One of this country’s greatest unseen innovations came from the Victorians, in developing an underground sewage system to improve public health. Constructed mostly in the 19th century, regrettably, investment and regulation have since not kept pace with rises in the UK’s population and development.
For historic convenience, our surface water and foul water drains have normally ended up combined in the sewers. Therefore, when it rains, our sewers reach overcapacity and permission is granted to water companies to spill sewage directly into rivers, to avoid flooding people’s homes and businesses.
But with climate change increasing the impact of rainfall across the UK - the permitted exceptional overspills of untreated sewage from some 7,000 water treatment plants operated by the 10 water companies in England and Wales have become routine - effectively, they are licensed to spill.
Water companies admitted to 200,000 occasions in 2019 when sewage flowed directly into our rivers for 1.5m hours. Everyone knows this is a major cause of pollution and is damaging to aquatic species and human recreation in and around our rivers.
Landowners and managers with rivers flowing through their land will recognise this problem as it affects their enjoyment of the wonderful watercourses we have, including the virtually unique chalk rivers and aquifers.
This problem poses an increasing commercial impact if fishing and other recreation on our rivers become unhealthy or impossible. What is required is the political will to confront this and do something about it.
That is where my Private Member’s Bill comes in, which will raise awareness and sets out practical measures to start to address this pollution. Water companies and regulators, such as the Environment Agency and Ofwat, recognise there is a problem and growing consumer concern. Ministers in Defra have set up a Storm Overflows Task Force, partly in response to my upcoming bill, as well as plans for water quality targets under the Environment Bill, next due to enter the Lords.

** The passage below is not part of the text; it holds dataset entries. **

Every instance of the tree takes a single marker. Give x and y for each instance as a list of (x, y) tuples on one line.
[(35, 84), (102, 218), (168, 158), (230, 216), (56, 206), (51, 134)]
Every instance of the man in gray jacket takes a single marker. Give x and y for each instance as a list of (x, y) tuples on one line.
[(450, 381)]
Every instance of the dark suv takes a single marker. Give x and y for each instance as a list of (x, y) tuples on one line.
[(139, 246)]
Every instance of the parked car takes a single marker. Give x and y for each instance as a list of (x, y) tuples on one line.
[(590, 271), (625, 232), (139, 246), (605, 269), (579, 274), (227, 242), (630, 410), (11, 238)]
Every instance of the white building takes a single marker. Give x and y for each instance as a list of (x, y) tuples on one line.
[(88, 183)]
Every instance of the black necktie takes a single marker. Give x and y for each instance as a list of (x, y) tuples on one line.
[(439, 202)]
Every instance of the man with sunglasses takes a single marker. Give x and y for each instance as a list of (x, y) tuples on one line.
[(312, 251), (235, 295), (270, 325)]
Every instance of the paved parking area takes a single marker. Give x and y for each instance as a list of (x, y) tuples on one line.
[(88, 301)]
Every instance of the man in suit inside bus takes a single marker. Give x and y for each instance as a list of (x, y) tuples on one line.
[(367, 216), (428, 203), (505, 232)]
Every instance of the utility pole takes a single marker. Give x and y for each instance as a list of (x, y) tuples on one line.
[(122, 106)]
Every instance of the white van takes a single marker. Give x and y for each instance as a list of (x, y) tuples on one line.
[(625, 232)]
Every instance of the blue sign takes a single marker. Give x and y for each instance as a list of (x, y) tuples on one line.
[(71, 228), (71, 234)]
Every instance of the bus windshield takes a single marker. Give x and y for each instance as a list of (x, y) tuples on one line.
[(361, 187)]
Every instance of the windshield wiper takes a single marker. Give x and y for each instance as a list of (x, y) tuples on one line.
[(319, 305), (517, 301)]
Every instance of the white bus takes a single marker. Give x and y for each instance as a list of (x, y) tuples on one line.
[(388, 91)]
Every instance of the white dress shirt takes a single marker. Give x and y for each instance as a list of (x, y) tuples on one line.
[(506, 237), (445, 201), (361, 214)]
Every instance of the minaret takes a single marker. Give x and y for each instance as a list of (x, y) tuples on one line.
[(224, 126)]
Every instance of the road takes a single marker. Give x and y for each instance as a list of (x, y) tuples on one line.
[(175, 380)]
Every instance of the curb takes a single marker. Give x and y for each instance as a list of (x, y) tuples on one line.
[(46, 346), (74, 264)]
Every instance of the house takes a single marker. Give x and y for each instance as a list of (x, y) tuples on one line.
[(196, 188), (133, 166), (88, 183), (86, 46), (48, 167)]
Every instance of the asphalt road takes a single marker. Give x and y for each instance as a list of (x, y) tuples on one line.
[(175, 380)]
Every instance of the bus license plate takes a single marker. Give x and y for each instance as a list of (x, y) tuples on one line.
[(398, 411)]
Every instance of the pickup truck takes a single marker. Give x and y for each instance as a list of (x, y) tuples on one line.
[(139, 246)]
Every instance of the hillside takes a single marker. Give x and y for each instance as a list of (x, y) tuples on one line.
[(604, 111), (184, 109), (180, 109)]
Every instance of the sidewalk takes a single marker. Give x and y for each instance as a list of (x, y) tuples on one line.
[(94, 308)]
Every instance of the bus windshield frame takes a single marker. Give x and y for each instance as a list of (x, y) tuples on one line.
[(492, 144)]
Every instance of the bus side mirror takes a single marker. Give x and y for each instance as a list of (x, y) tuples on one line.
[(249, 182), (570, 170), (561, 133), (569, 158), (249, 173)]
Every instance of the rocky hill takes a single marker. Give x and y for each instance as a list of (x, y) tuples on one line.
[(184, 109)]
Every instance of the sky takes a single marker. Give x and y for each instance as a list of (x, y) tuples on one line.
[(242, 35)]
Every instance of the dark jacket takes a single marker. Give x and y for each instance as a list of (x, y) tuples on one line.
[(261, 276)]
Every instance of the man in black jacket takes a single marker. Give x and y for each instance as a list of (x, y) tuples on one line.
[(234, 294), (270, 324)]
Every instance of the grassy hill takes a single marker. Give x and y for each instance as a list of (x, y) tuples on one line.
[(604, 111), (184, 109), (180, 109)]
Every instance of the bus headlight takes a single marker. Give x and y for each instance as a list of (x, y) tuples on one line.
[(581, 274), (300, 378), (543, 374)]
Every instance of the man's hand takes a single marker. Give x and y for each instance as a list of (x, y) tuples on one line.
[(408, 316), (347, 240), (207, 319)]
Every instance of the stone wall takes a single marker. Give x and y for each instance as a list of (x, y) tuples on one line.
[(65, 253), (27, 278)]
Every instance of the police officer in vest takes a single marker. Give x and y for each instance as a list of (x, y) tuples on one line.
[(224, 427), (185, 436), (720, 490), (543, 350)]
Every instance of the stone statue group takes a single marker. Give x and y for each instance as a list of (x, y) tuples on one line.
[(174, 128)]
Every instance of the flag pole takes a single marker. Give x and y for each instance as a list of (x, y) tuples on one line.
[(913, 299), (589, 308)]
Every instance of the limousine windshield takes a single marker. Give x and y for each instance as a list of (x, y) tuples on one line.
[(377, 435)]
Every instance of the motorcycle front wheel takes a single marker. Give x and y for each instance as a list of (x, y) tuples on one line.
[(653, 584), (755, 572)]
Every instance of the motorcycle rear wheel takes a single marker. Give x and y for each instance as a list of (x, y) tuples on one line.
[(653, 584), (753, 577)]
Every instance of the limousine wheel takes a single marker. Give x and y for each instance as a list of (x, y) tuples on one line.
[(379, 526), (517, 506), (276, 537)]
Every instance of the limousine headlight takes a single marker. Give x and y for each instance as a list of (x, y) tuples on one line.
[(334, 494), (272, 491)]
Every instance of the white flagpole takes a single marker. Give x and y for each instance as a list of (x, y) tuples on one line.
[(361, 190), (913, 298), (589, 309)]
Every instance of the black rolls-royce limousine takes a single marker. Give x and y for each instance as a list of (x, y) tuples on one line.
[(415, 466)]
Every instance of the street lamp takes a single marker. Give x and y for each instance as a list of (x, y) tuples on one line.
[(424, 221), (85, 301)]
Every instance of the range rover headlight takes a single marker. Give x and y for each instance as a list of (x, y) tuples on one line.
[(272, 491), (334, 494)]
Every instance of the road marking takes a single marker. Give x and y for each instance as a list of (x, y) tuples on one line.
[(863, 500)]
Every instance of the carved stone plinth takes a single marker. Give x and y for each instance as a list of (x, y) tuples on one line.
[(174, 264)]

My Sewage (Inland Waters) Bill is a real opportunity to start to sort out the sewers and fix the flushing habits of the nation so that we can create a human effluent system fit for the 21st century.
The CLA's Water Strategy
CLA Land Use Policy Adviser Alice Ritchie is currently working on a water strategy, which examines the whole water environment, and is due to be published in 2021.
She says: “The CLA is in full support of the end sewage pollution campaign, spearheaded by Philip Dunne MP. The scale of the pollution problem across England and Wales means that every sector, every individual and every business must take radical action to reduce what gets into our valued waterways.
"Farming and land use have a big role to play, but without water companies also stepping up and reducing the amount of sewage flowing into rivers and streams, it will be extremely hard for English and Welsh rivers to reverse the decline in water quality that has taken place in recent decades.
Over the course of 2020, the CLA has been developing a Water Strategy – a comprehensive look at the whole water environment, touching on abstraction, flood, drought and, of course, water quality. This will be published in early 2021 and will contain a series of resources and case studies to help landowners reduce their contribution to water pollution, but also demonstrate to government what needs to be done to ensure collaboration across sectors on this important issue.”
Work around water quality
Trade association Water UK, which represents the major water companies in the UK, says that while water quality has substantially improved over the years, more needs to be done and it is working with water companies to increase these efforts.
Peter Jenkins, Communications Director, says: “Water quality has substantially improved in the years since the privatisation of the water industry, particularly through the Water Industry Natural Environment Programme. This has helped 70% of English beaches achieve ‘excellent’ ratings, compared with less than a third 25 years ago.
"Additionally, serious pollution incidents have fallen 90% since the 1990s. However, there is more to be done, and we are redoubling our efforts.
“Water companies already work with landowners, for example, through catchment partnerships, to improve water quality and flood risk management, and we believe this collaborative approach is critical to delivering further environmental improvement. Companies are submitting Green Recovery project proposals to Defra that will deliver more nature-based treatment solutions like wetland creation.
"The Storm Overflows Taskforce – a partnership between industry, Defra, and regulators - will look to increase monitoring of and reduce long term reliance on storm overflows. Water companies have published Pollution Incident Reduction Plans and committed to a 90% reduction in serious pollutions by 2025, with many pledging to eliminate them all together. “Within the Sewers (Inland Waters) Bill, there are many measures for which the industry has been pushing for a long time, such as on Sustainable Drainage Systems, water efficiency labelling, tackling single-use plastics in sewers, and allowing investment in nature-based solutions, which is crucial to meeting our net zero 2030 commitment.”